There is definitely something majestic in the shapes- which are many and varied!

Recently, Mr Girlfriend had a weeks leave and we spent the entire week filling our day time with trips to cafes, galleries, a bit of shopping & junk shop scavenging and lots of getting little jobs done that we never find the time to do.
It was one of the best weeks ever and felt so much more indulgent as the kids were all at school and WE. WERE. ALONE.
It was the actual BEST.

On one of these outings I found the most exquisite new Bundt tin at this shop.
I ummed and aaahed as to whether I should buy it.
But I am SOOOO glad I did. I have already had so much joy out of it!

I don't think Bundt cakes will ever lose their WOW factor for me.

My understanding of these cakes is that they originated in Europe- Austria, Germany & Poland. In Austria the cakes are known as Guglhupf- but are also known in other places as BundKuchen. The Bund in this word referring to Community. These cakes were cooked in cast iron or ceramic shaped baking vessels.
The name Bundt was actually coined by an American kitchenware company in the 50's. The owner invented a lightweight aluminium version of these shaped cake tins, added a 'T' to Bund and trademarked the name & that is what most of us know them to be now.
No doubt the internet will jump to the opportunity of sharing it's knowledge about Bundt cakes here also.

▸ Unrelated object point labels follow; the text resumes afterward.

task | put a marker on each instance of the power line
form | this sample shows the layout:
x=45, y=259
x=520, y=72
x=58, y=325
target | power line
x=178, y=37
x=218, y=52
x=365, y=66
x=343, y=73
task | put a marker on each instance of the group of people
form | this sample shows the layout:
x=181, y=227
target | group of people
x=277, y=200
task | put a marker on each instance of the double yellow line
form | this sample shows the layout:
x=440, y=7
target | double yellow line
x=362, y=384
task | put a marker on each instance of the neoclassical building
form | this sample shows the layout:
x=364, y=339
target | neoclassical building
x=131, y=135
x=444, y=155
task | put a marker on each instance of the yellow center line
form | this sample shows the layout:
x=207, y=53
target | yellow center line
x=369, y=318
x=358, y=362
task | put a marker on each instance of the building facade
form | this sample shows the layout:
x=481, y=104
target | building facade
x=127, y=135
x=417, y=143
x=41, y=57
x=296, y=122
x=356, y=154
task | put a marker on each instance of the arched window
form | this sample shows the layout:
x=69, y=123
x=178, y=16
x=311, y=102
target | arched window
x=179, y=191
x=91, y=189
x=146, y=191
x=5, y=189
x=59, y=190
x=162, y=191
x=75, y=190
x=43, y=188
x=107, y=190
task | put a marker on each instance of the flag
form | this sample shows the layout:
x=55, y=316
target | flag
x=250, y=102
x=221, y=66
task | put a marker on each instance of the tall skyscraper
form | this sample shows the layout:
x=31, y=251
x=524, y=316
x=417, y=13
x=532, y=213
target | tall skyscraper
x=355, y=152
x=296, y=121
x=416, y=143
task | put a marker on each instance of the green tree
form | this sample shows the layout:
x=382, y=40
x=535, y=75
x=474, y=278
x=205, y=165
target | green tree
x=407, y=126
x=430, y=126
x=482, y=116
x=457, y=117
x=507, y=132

Have you ever made one or perhaps you have been too scared?
I'm here to teach you Bundt Success! Oh yes siree!

There is a trick to getting a Bundt cake to turn out of it's tin without the tear-inducing disaster of it sticking.
Spray oil carefully around all of the tin and dust with flour (or cocoa powder if a chocolate cake).
Tap out any excess and then pour batter in as usual.

Make sure you also leave the cake in the tin for at least 15 minutes once it has come out of the oven before turning on to a cooling rack.

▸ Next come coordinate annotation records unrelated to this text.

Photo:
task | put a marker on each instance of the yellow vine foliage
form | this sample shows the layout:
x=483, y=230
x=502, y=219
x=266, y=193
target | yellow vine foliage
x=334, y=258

This recipe is SUPER EASY and is deliciously moist & chocolatey.
It would make a super great SPECIAL OCCASION cake- for like......Sunday Breakfast for instance.
Well that may just be us but I really encourage you to be naughty and do the very same.
It will fill your heart with joy- i PROMISE!
Imagine having this made for your birthday! You would totally feel like a Queen, or a King, or just like you were totally LOVED at the very least!


This recipe will also go into a regular 30cm cake tin (bake 35-40 mins) or make great cupcakes (about 20-25mins)- but please always check with a skewer as all ovens vary dramatically.

  • 2 cups sugar
  • 1 3/4 cups plain flour
  • 3/4 cup Cocoa powder (best quality you can afford)
  • 1 1/2 teaspoons baking powder
  • 1 1/2 teaspoons bi-carb soda
  • 1 teaspoon salt
  • 2 eggs
  • 1 cup milk
  • 1/2 cup rice bran oil
  • 2 teaspoons vanilla extract
  • 1 cup boiling water
for the glaze 
  • 3 tablespoons Cocoa powder
  • 3 tablespoons melted butter
  • 1 cup icing sugar
  • 3 tablespoons boiling water
Heat oven to 175C.

In a large bowl stir together sifted flour, cocoa, baking powder, bi-carb, sugar & salt.
Add eggs, milk, vanilla & oil.
Mix together well for 2 minutes.
Now stir in the boiling water.
The batter will be runnier than you are used to- this is ok.
Pour the batter into the oiled & dusted Bundt tin (as described in the post above).
Place into oven for 50-55 minutes or until skewer comes out clean.
Cool in the tin for at least 15 minutes before turning out on to a cake rack to let completely cool before applying the glaze.
For the glaze: Melt butter completely, stir in cocoa and icing sugar.
Mix well to remove all lumps before adding the boiling water.
Stir & then drizzle over the top of the cool Bundt cake.